Stock Analysis

We Think INFICON Holding (VTX:IFCN) Can Stay On Top Of Its Debt

Published
SWX:IFCN

The external fund manager backed by Berkshire Hathaway's Charlie Munger, Li Lu, makes no bones about it when he says 'The biggest investment risk is not the volatility of prices, but whether you will suffer a permanent loss of capital.' So it seems the smart money knows that debt - which is usually involved in bankruptcies - is a very important factor, when you assess how risky a company is. As with many other companies INFICON Holding AG (VTX:IFCN) makes use of debt. But should shareholders be worried about its use of debt?

When Is Debt A Problem?

Debt and other liabilities become risky for a business when it cannot easily fulfill those obligations, either with free cash flow or by raising capital at an attractive price. If things get really bad, the lenders can take control of the business. However, a more common (but still painful) scenario is that it has to raise new equity capital at a low price, thus permanently diluting shareholders. Having said that, the most common situation is where a company manages its debt reasonably well - and to its own advantage. The first thing to do when considering how much debt a business uses is to look at its cash and debt together.

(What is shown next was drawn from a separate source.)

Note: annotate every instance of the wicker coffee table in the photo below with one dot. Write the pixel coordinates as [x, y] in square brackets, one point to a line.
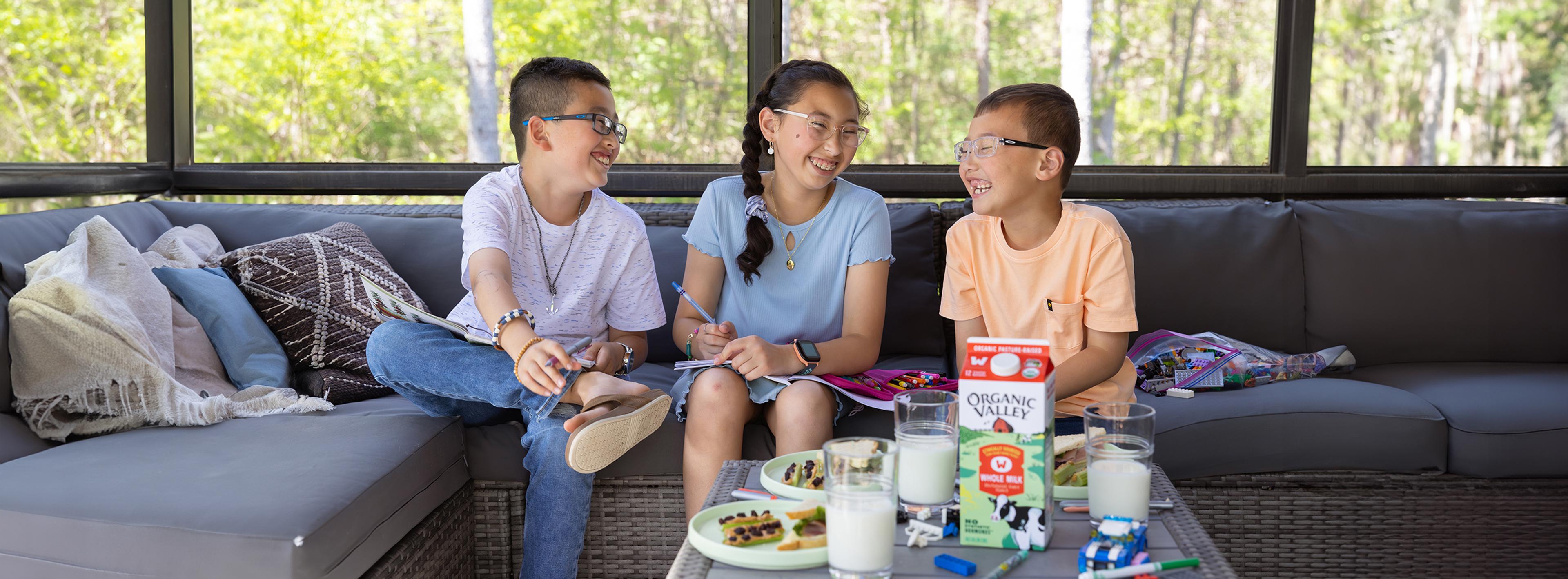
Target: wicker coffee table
[1174, 534]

See our latest analysis for INFICON Holding

How Much Debt Does INFICON Holding Carry?

As you can see below, INFICON Holding had US$84.4m of debt at June 2024, down from US$88.4m a year prior. However, its balance sheet shows it holds US$98.5m in cash, so it actually has US$14.1m net cash.

SWX:IFCN Debt to Equity History October 4th 2024

How Strong Is INFICON Holding's Balance Sheet?

The latest balance sheet data shows that INFICON Holding had liabilities of US$172.7m due within a year, and liabilities of US$10.9m falling due after that. Offsetting these obligations, it had cash of US$98.5m as well as receivables valued at US$89.0m due within 12 months. So it actually has US$3.85m more liquid assets than total liabilities.

Having regard to INFICON Holding's size, it seems that its liquid assets are well balanced with its total liabilities. So while it's hard to imagine that the US$3.43b company is struggling for cash, we still think it's worth monitoring its balance sheet. Simply put, the fact that INFICON Holding has more cash than debt is arguably a good indication that it can manage its debt safely.

Also good is that INFICON Holding grew its EBIT at 12% over the last year, further increasing its ability to manage debt. There's no doubt that we learn most about debt from the balance sheet. But ultimately the future profitability of the business will decide if INFICON Holding can strengthen its balance sheet over time. So if you're focused on the future you can check out this free report showing analyst profit forecasts.

Finally, a business needs free cash flow to pay off debt; accounting profits just don't cut it. While INFICON Holding has net cash on its balance sheet, it's still worth taking a look at its ability to convert earnings before interest and tax (EBIT) to free cash flow, to help us understand how quickly it is building (or eroding) that cash balance. In the last three years, INFICON Holding's free cash flow amounted to 44% of its EBIT, less than we'd expect. That weak cash conversion makes it more difficult to handle indebtedness.

Summing Up

While it is always sensible to investigate a company's debt, in this case INFICON Holding has US$14.1m in net cash and a decent-looking balance sheet. On top of that, it increased its EBIT by 12% in the last twelve months. So is INFICON Holding's debt a risk? It doesn't seem so to us. Over time, share prices tend to follow earnings per share, so if you're interested in INFICON Holding, you may well want to click here to check an interactive graph of its earnings per share history.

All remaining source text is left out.